Ella Largent, Writer

It was a troublesome first day on the job, even before the “accident”.

David got out of bed, and pulled on his brown vest and wore his green striped top hat. He stumbled his way down his small, somewhat slanted hall from his room to the kitchen, and went straight to the coffee maker to start it. Once he settled down into the only chair he had around his small circular table he noticed the mail had come early today. At first, David thought this could some kind of good luck, or sign that this day was gonna be brilliant. However, as he got closer he realized he was sorely mistaken, for there were eviction papers sitting there with the rest of his mail. He sighed heavily but kept some hope that today would be good. It had to be! After all, he seemed to be finally back on track after being resurrected from the grave from when he died in 1850. Apparently in the year 1960, a witch came from the shadows and put out a spell that gave life to things that really shouldn’t have life, like David, a skeleton, or even rocks. However, that isn’t important to think about right now for David, he had enough to worry about, now that he was about to get evicted. Suddenly the coffee maker beeped, David walked over to it and got his favorite mug which was Jack Skellington’s head. David loved the Nightmare Before Christmas for it was one of the only films he has seen where the skeleton wasn’t that evil. David poured the coffee into his mug, grabbed the newspaper from the pile of mail he left at the round table and sat back into his chair and read.  The front line was of course about the infamous prankster that was at his tricks again, this time pranking the famous historian Dwayne the Rock by throwing eggs and streamers as their usual welcoming prank to the city. It had been going for almost an entire month and no one had even a single lead on him because people who are injured by this gruesome psycho are too terrified to even speak. David read the article briskly for many of them were the same. Once again he sighed and then dumped the whole mug into his bony jaw. Now usually you would imagine the coffee would just go straight through but for skeletons in this world, it just dissolves into mist as soon as it passes the ribs. It really is truly strange to see. David then looked at his bony wrist and noticed that it was 11:29. 

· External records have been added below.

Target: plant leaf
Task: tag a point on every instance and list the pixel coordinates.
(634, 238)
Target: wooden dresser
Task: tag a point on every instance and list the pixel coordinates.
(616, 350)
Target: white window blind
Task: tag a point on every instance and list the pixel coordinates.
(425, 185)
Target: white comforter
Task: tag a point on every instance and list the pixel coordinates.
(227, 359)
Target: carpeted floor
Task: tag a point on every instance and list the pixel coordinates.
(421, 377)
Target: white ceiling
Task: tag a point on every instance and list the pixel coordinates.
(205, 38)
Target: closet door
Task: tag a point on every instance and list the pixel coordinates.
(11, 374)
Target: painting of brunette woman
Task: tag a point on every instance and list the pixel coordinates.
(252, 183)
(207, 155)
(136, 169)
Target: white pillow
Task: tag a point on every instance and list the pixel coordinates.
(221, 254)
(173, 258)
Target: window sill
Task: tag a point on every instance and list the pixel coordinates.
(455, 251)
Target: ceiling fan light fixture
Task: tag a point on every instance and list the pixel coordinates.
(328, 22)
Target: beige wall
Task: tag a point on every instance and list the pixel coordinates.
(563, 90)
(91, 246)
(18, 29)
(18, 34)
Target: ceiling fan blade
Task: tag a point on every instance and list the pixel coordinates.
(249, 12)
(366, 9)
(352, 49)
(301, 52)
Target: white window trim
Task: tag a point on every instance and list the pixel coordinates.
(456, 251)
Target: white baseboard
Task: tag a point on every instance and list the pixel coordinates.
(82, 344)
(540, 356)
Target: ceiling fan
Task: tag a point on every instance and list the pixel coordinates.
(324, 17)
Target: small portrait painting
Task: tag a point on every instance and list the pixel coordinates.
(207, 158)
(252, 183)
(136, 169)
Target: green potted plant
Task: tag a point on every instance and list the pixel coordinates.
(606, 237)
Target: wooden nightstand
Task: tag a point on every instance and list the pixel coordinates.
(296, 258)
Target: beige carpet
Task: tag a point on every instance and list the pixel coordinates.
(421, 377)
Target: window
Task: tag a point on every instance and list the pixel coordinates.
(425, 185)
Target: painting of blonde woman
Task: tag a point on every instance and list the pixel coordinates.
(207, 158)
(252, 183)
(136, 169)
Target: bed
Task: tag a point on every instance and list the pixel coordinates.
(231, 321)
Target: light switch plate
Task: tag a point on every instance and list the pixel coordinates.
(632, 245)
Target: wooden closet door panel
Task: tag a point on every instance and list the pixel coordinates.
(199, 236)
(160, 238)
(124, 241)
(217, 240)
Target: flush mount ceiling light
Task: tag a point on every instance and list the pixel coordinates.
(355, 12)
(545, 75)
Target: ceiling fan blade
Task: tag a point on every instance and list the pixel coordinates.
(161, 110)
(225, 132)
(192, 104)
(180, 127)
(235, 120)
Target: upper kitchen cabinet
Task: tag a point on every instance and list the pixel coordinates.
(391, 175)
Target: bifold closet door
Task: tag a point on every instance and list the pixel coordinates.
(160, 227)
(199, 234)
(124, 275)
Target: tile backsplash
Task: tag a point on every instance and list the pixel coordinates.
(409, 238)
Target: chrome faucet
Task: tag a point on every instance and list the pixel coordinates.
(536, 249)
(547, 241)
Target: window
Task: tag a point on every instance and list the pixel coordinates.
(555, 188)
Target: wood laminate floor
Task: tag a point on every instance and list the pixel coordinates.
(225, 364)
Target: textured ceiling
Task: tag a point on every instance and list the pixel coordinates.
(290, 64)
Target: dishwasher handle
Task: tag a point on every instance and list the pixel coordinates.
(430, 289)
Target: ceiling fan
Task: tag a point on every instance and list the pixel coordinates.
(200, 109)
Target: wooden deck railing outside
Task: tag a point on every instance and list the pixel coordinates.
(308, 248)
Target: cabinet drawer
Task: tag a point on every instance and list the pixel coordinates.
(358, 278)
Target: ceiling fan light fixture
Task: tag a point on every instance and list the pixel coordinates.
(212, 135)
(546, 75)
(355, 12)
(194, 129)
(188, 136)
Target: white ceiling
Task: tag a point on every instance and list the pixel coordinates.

The new detective job started at 11:30 and the walk from his apartment to the office took around ten minutes or twenty if the traffic is bad enough. In a panic, Dave ran to the counter and grabbed his keys and bag while he simultaneously fumbled at the knob. In a hurry, he tripped down the stairs in the apartment stairwell and lost his hand. It took him five minutes to find his hand trying to crawl into the garbage, where he finds his hands trying to get to anything else that may accidentally fall off. He chuckled, put it back into his place on his hand and ran out of the door of the apartment building late. Soon after he left the door, across the street David saw a little rock man with a mustache a black top hat and a monocle and googly eyes hopping down the sidewalk and there was a falling piano that broke off of the cables holding them up.